Ok, hopefully not a local politician, period. But who else would we have to name a train after? Al Capone? Tony "The Big Tuna" Accardo? Joey "The Clown" Lombardo?
But Oliver Tibbles was not a politician. He was not a gangster.
Oliver was a 7 year old.
Oliver had two big dreams. One was to get healthy, to beat cancer - to survive the fight against his brain tumor.
Oliver shared his other dream with his mom when he was 4 years old. When he grew up, Oliver wanted to be a train.
When I was a kid, I wanted to be a dragon when I grew up. I love that he wanted to be a train.
The Make A Wish Foundation made Ollie an engineer for a day in April 2003, when he was 6 years old. The journey started with a limo ride to Union Station. Ollie was very ill, but dressed in the uniform of a train engineer. He was greeted by Metra staff. His mom wrote:
The train itself was decorated inside and out so that people would know, as the train whizzed past, that something very special was happening that day. This was not a private ride. No, this was one of the regularly scheduled commuter runs that would stop at each station, giving those that boarded an opportunity to share in the power of a boy's Wish.
Mid-way through our train ride, the true moment that Ollie had always dreamed of was upon him ... the engineer came to see Ollie, telling him that he was needed!
So Ollie, in the arms of his Dad, followed the engineer into the train's lead car. On the control panel, a large red button that was beckoning him. Ollie eagerly pressed it - and that glorious train horn blew! He pressed it again and again and we all laughed. I could hear faint cheers from the carriage behind us. They knew Ollie was at the helm, his dream a reality.
[ ... ]
Many people planned to share in this day.

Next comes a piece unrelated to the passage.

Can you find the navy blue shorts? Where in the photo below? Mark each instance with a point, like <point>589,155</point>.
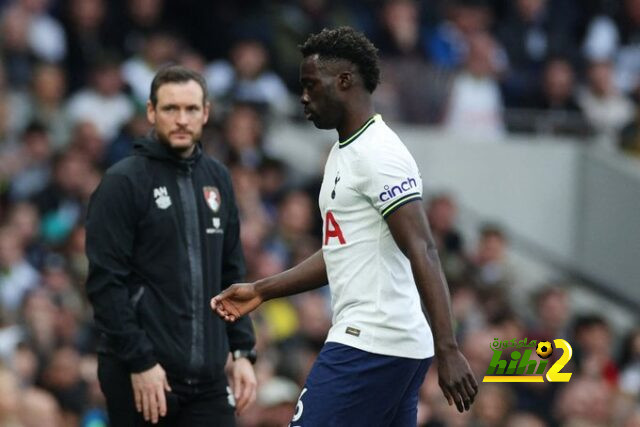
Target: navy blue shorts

But as the giant train gracefully came to a halt, the speaker above the platform suddenly blared, "From Union Station, Chicago ... The Oliver Tibbles Express has arrived!" ... and as the silver doors opened we were completely and utterly unprepared for the sheer volume of people that had gathered.
It was overwhelming ... and quite wonderful!
.
Hundreds of people welcomed Ollie from the train, waving red bandanas.
Goodnight, America how are you?
Don't you know me, I'm your native son
Ollie died in March, 2004. His family stayed involved with Make A Wish. People who were touched by Ollie that day - people who greeted him, rode his train or heard his story, wanted to do more.
They wanted to make Ollie's wish - to be a train - come true.
Debi Tibbles (Ollie's mom) was asked to speak at a Make A Wish black tie fundraiser on May 21, 2005, but was hesitant. Then she learned it was being held at Union Station, and she knew she had to attend. She talked about Ollie, about trains, and about his Wish Ride in 2003. But then she was given a surprise.
Metra Chairman Jeffrey Ladd announced that he had a secret to share with her. Showing a video of Metra staff affixing a light blue decal to the locomotive, Ladd told her it had been named for her son. Then he led the family to the tracks to see and touch the Oliver "Ollie" Tibbles locomotive.
Ollie's mom greets her her son, the train.
The Tibbles family with the Oliver "Ollie" Tibbles
This hasn't been my typical "Chicago Treasures" diary - I've depended on photos from others and on a story to introduce you to some wonderful people in Chicago, instead of some of my snapshots. But, of course - I did get a couple of those. Unfortunately, it was very dark when I took them.
If you travel by Metra, whether you live in Chicago, or during your YearlyKos visit, look for Oliver Tibbles.
He's the boy who wanted to be a train.
I'm the train they call the City of New Orleans
I'll be gone five hundred miles when the day is done.